The team put Devin to work on three fronts: internal tooling, like a feature flag removal system; event-driven automation, like resolving recurring errors in their data processes; and backlog cleanup, covering hundreds of slow or flaky tests. For the feature flag removal, a job that can stretch over several days given its complexity, they ran several instances of the agent in parallel and, by the account recorded in the case study, saved more than a thousand engineering hours in a single month.

Videos
Devin vs. alternatives
Devin and Cursor compete in the same category, AI agents for software development, but they come at it from different philosophies. Cursor is a code editor where the developer stays in charge and the agent works alongside them; Devin is an agent you hand a task to so it can solve it on its own and return a finished pull request.
| Devin | Cursor | |
|---|---|---|
| Type | Autonomous agent ecosystem (cloud, terminal, desktop, review, and Windows VM) | Code editor with a built-in agent, based on Visual Studio Code |
| Requires coding knowledge | Yes | Yes |
| Spanish-language interface | Yes, configurable from preferences | No, English only |
| The agent understands Spanish | Yes | Yes |
| Free plan | Yes, with limited usage (includes Devin Review and DeepWiki) | Yes, with usage limits |
| Working model | Delegate tasks to an autonomous agent that returns pull requests | Work inside the editor with the agent as a collaborator |
| Ideal for | Technical teams that want to delegate engineering work from start to finish | Development teams looking for an editor with a deeply integrated agent |
Devin stands out for its ecosystem and autonomy: hand it a ticket, a bug, or a failed check, and it comes back with a pull request ready to review, without your hand on every step. DeepWiki and Ask Devin, both in the free plan, let you get to know a repository and query it in plain language before you pay. It is the best fit for teams sitting on a large backlog of repetitive tasks.
Cursor goes after the same technical audience from a different angle. Instead of delegating and waiting, the developer works inside a familiar editor, based on Visual Studio Code, where the agent plans before it acts, debugs against real execution logs through its Debug Mode, and reviews every pull request with Bugbot.
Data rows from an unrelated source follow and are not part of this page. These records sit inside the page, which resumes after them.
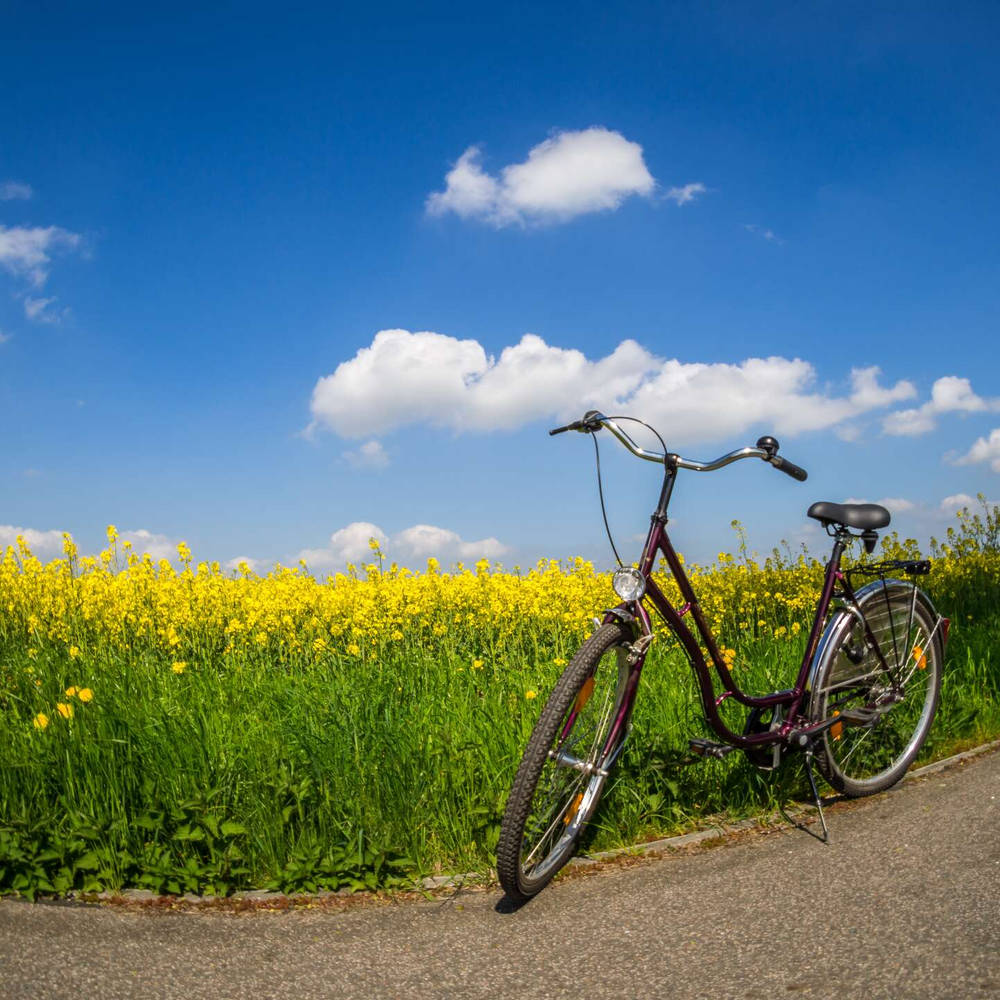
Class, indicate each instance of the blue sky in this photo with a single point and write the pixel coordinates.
(207, 214)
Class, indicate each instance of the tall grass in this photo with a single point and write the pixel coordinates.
(310, 769)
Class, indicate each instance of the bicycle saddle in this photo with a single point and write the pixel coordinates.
(864, 516)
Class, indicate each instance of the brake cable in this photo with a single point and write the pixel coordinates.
(600, 486)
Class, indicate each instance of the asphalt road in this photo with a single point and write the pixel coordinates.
(905, 903)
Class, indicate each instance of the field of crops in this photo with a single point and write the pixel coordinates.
(200, 731)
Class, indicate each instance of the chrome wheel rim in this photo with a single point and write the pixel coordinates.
(574, 775)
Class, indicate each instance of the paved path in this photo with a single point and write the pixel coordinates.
(905, 903)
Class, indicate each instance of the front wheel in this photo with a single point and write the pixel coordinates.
(565, 765)
(886, 714)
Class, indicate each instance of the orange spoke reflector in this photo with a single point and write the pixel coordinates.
(573, 809)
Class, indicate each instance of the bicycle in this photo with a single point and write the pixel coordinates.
(860, 708)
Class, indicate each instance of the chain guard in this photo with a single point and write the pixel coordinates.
(763, 720)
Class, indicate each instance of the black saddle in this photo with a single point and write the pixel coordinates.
(863, 516)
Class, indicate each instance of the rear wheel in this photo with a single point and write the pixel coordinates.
(564, 768)
(886, 714)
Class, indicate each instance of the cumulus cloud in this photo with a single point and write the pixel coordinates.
(570, 174)
(985, 449)
(428, 540)
(251, 564)
(351, 544)
(147, 543)
(370, 455)
(41, 311)
(950, 394)
(405, 378)
(763, 233)
(43, 544)
(15, 190)
(953, 504)
(26, 251)
(686, 193)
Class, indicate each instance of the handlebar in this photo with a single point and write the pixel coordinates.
(766, 449)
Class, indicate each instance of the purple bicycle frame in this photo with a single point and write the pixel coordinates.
(658, 542)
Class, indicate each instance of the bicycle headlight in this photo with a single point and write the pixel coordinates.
(629, 584)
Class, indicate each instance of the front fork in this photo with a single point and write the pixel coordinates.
(634, 659)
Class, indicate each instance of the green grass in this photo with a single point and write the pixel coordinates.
(244, 773)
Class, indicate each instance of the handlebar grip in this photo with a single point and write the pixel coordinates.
(789, 468)
(575, 426)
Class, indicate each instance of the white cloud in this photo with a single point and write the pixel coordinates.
(251, 564)
(953, 504)
(25, 251)
(766, 234)
(685, 194)
(39, 311)
(350, 544)
(949, 394)
(405, 378)
(14, 190)
(985, 449)
(370, 455)
(43, 544)
(427, 540)
(568, 175)
(144, 542)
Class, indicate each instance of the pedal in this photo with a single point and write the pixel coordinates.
(708, 748)
(860, 716)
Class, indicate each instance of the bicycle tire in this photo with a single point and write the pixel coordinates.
(860, 758)
(519, 878)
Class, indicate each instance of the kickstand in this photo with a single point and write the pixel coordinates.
(815, 791)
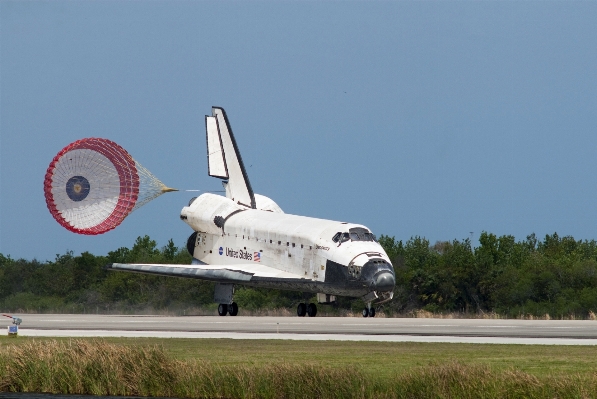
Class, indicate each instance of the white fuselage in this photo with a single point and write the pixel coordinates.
(299, 245)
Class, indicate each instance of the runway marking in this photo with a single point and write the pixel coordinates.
(307, 337)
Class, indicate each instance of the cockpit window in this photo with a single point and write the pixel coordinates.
(361, 234)
(337, 237)
(355, 234)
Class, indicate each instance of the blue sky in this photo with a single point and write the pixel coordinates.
(435, 119)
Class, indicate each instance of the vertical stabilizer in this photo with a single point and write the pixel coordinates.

Which one fits comes down to your workflow. If you want to hand whole tasks to an autonomous agent in the cloud, Devin is the better choice. If you want to keep the developer at the center with an agent helping step by step, Cursor wins. Either way, you need technical expertise.
FAQs
Is Devin a good AI tool for SMEs?
It is, for SMEs that have at least one developer. For technical teams sitting on a backlog of maintenance, bugs, or migrations, it offers a real edge in speed and coverage. For teams without technical expertise, it is not the right tool.
Is Devin multilingual?
Yes. The agent and the documentation support several languages, English and Spanish among them, and you can set the interface to different languages in the preferences.
What are Devin’s plans and pricing?
Devin has a free plan with limited usage that includes Devin Review and DeepWiki, paid individual plans (Pro and Max) with rising quotas, a team plan, and an Enterprise plan with custom pricing. Creating full agent sessions requires at least the Pro plan.
Can I try Devin without paying?
Yes. The free plan lets you use Devin Review and DeepWiki, which is enough to judge the quality of the code analysis on your own repository before you commit to a paid plan.
What is the best alternative to Devin?
Cursor is the most direct alternative for teams that would rather work inside a code editor with a deeply integrated agent than hand tasks off to autonomous agents in the cloud.